You see the whole gamut out there. Some riders load up their bikes with LEDs, extra running lights, neon kits, and reflectivity. Others - like some sport riders – opt for under tail kits, and downsizing their turn signals/front running lights that, while looking more “racer,” can make it all the more difficult to be seen.
If you want to be objective, one dark night you should park your bike somewhere with the lights on, and stand off at a distance to assess how visible it really is from the front, back and side. While you are at it, shine a light on it to see how reflective it is.
Now imagine how well a car driver who is sleepy, fatigued, stressed, drunk – or all of the above – will be able to see you. Or imagine they are texting at night, and you are cruising on your two-wheeled, dimly lit rocket. It’s your call, but this is a word to the wise.
Another advantage of dual or auxiliary headlights is you are more likely to be identified sooner as a motorcycle, rather than a car at a distance, or with one headlight out. Reflective bits placed strategically can also help a lot.

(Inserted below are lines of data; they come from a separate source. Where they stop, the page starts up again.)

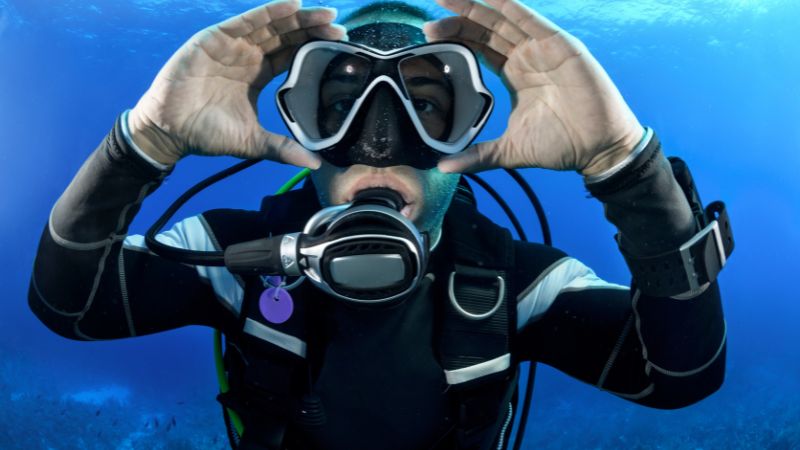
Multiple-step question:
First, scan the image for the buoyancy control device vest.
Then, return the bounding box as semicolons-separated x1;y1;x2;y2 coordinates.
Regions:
212;181;518;450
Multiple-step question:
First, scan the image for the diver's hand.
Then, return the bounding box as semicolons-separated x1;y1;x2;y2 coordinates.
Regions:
129;0;345;168
424;0;643;176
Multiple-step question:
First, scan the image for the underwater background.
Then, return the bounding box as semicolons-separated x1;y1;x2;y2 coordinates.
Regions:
0;0;800;449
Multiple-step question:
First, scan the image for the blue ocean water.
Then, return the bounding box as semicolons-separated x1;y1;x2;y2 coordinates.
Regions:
0;0;800;449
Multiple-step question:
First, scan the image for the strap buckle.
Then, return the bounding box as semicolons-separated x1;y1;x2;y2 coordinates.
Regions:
679;220;727;291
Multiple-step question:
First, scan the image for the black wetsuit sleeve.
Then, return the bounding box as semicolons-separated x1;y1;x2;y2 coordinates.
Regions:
517;133;726;408
28;113;233;340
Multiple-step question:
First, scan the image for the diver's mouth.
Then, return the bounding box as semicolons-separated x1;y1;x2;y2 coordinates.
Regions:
345;176;416;219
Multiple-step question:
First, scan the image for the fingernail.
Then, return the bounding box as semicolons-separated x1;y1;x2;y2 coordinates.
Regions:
322;6;339;19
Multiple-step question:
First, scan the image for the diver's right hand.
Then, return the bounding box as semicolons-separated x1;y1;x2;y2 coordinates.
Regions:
128;0;345;168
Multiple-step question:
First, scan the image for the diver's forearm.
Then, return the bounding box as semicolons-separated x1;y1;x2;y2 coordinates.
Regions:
587;131;727;408
49;114;169;246
586;132;698;256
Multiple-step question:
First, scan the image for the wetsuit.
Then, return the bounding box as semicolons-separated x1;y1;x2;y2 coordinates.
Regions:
29;114;726;449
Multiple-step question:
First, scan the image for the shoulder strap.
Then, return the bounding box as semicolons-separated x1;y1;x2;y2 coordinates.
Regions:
438;196;517;449
216;182;320;450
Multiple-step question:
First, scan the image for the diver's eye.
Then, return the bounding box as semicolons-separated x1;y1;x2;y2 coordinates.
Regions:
414;98;436;113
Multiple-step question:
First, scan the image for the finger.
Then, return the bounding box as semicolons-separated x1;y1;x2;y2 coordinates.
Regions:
219;0;300;38
437;0;528;45
245;8;336;43
422;16;515;55
258;24;347;55
428;32;508;74
437;141;499;173
244;8;336;45
252;128;322;170
486;0;562;39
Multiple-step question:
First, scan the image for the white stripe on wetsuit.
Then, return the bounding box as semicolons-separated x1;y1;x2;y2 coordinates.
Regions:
517;256;630;330
123;216;244;313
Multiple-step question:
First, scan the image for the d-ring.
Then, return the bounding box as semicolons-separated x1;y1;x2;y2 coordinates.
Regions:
447;270;506;320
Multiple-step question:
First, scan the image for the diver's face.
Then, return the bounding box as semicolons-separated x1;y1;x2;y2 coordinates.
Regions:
312;161;459;231
313;42;459;232
318;55;455;140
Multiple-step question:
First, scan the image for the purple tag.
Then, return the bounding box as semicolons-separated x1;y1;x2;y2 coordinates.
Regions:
258;287;294;324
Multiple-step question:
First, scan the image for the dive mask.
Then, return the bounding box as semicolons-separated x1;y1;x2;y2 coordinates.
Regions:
276;41;494;169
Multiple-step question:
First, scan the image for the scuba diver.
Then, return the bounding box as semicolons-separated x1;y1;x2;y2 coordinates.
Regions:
29;0;733;450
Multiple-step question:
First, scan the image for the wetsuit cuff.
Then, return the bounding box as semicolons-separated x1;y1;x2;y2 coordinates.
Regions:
583;127;654;185
120;109;172;172
586;130;697;256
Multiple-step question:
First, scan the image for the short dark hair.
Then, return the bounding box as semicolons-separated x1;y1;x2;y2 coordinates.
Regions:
342;1;434;50
342;1;434;22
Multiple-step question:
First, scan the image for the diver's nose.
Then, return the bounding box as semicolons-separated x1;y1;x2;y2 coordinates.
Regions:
361;83;405;149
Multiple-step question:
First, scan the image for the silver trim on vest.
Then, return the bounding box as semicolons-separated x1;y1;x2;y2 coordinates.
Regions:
444;353;511;385
244;318;306;358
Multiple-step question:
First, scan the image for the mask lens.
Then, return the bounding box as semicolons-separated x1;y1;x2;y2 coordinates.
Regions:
283;48;370;139
399;52;487;143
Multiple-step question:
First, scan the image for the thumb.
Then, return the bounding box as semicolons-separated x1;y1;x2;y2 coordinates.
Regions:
247;128;322;170
438;140;498;173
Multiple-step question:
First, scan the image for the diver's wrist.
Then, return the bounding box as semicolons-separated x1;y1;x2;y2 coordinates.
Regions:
581;127;653;184
122;110;180;171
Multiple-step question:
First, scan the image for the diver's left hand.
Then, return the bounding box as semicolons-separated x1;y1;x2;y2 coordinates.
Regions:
424;0;643;176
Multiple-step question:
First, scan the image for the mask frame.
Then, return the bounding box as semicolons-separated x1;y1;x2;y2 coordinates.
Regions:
275;41;494;155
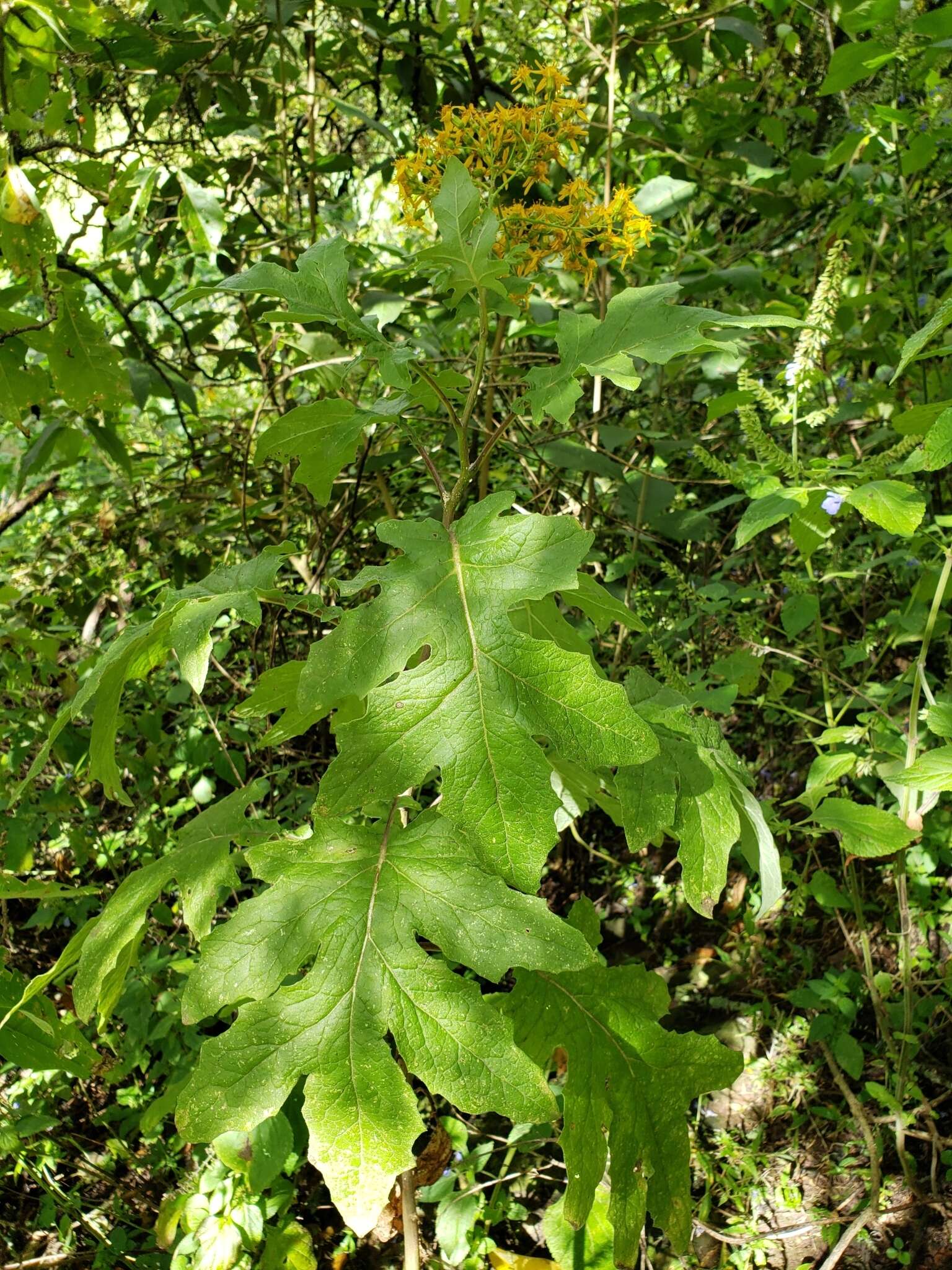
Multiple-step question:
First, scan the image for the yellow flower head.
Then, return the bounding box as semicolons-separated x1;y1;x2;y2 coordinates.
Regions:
536;62;571;97
395;89;651;281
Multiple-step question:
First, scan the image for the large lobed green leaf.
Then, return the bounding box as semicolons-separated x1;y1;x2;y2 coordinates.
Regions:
418;159;509;305
526;282;800;423
74;778;276;1018
297;494;658;890
178;812;593;1235
615;670;782;917
495;899;744;1266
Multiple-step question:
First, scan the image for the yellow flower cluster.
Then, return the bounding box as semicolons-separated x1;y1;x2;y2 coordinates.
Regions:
396;64;651;282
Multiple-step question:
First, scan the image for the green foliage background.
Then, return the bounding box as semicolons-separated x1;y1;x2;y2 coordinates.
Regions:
0;0;952;1270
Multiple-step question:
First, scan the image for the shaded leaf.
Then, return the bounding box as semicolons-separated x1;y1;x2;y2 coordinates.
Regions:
178;813;591;1235
309;494;656;890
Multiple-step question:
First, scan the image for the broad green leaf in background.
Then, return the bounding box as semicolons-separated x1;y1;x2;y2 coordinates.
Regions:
890;747;952;793
819;39;896;97
47;287;132;412
566;572;646;635
542;1185;614;1270
178;812;593;1235
736;489;809;548
923;409;952;473
178;170;224;254
0;968;99;1080
74;778;275;1018
416;159;509;305
235;662;327;745
255;395;408;505
925;701;952;739
635;177;697;221
175;238;386;343
526;282;800;423
0;870;99;903
496;909;744;1266
781;592;820;639
615;670;782;917
212;1111;294;1194
298;494;658;892
845;480;925;537
814;797;915;858
0;338;50;423
15;548;287;805
890;296;952;383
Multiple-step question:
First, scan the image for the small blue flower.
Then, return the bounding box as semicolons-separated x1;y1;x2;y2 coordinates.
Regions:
820;492;843;515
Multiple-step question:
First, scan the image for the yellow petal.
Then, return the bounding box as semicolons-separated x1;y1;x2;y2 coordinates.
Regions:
488;1248;561;1270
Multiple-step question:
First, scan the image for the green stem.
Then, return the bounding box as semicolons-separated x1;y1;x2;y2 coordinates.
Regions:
806;560;835;728
443;287;488;528
895;549;952;1132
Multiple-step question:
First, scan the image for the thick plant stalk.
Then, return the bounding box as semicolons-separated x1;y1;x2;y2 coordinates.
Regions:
400;1168;420;1270
895;550;952;1181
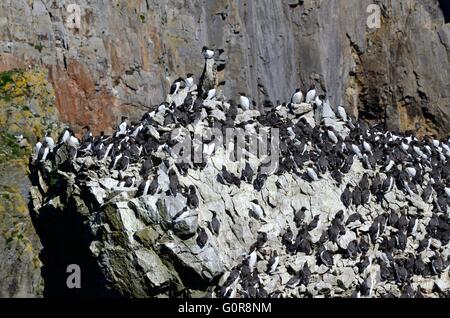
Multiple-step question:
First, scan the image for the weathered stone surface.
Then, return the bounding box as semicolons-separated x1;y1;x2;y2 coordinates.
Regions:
0;0;450;135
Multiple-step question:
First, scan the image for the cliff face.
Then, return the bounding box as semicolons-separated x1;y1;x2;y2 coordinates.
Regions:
30;92;450;298
0;0;450;296
0;0;450;136
0;69;59;297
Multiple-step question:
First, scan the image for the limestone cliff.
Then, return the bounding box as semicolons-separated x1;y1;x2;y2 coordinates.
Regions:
0;68;59;297
0;0;450;136
0;0;450;296
30;91;450;298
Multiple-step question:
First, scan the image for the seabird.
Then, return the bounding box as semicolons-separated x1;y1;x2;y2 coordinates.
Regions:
304;88;316;104
291;88;303;104
337;106;348;122
267;251;280;274
187;185;199;209
58;128;72;145
116;116;128;137
307;214;320;231
250;199;264;219
327;126;338;144
44;131;55;152
306;167;319;181
202;46;214;60
341;184;353;208
239;93;250;110
184;73;194;88
319;246;334;267
196;228;208;248
210;211;220;235
34;141;42;161
294;207;308;228
247;246;258;272
136;179;151;197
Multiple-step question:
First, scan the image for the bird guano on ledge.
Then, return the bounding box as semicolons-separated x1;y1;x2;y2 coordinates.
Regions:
31;49;450;297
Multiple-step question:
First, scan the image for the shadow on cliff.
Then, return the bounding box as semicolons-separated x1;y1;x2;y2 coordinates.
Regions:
29;168;121;298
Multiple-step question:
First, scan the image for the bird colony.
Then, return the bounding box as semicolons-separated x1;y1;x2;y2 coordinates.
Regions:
31;48;450;298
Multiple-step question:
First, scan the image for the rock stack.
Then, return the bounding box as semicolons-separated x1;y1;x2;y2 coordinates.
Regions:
31;78;450;297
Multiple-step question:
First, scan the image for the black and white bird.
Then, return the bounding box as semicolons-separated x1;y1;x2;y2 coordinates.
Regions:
210;211;220;235
239;93;250;110
116;116;128;137
196;228;208;248
169;77;184;96
44;131;55;152
267;251;280;274
202;46;214;60
291;88;303;104
337;105;348;122
305;87;316;104
184;73;194;89
58;128;72;145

Reflective tapes come in a variety of colors that may nearly match spots on some bikes to be less conspicuous in the daytime. Or if you are really against covering your bike with tape swatches, there are reflective decals that look like flames, or other designs. Or you could carefully cut some reflective tape and discretely place it in a way that does not call attention to itself in the daytime, but will still do the job at night.
Some of the best reflectivity comes from tapes meeting specifications set by the International Convention for the Safety of Life at Sea (SOLAS). There are two types of design in the SOLAS world: prismatic and glass beaded. Both have their advantages, and both are available in colors from different vendors. The glass-bead type is about 1/3 as reflective as the prismatic type.
Also, bear in mind that the DOT specifies the color red for the rear of a vehicle, amber for the side, and white for the front. Keeping the reflectivity colors to spec may help others know if you are coming or going. And aside from your bike, the same goes for your clothing and helmet. You want to be easily identifiable as a person when riding. And if you fell and were injured on a dark road, you would want to be visible well before another motorist could run over you.
Always wear clear, clean, unscratched eye protection at night, and understand that even with up-rated headlights, details of the road’s surface may escape you. Carrying a small non-abrasive microfiber cloth and water or safe solvent to clean your face shield is advisable. And bringing an extra layer or other suitable clothing for nippy evening temperatures is likewise recommended.
Odds are that you are sharing the roads not just with nocturnal creatures, but one of the most dangerous animals there is: the inattentive driver. As bad as some are in the daytime, at night they are statistically more likely to make mistakes, so do not let them tailgate you. Give yourself plenty of space too.
And if you are tired as well, don’t underestimate it. Being fatigued or stressed can make you as disadvantaged as someone with alcohol in his system.
But aside from being aware of possible pitfalls, with enough rest and preparation, riding at night can be a great contrast to daytime riding. In the summer it can be comfortably cooler and possibly less crowded. Everything looks different and you may see sights you’ll never see in the daylight.
Whatever you do, don’t just leave it all up to your luck. If you realistically anticipate conditions, you will have a better, safer ride.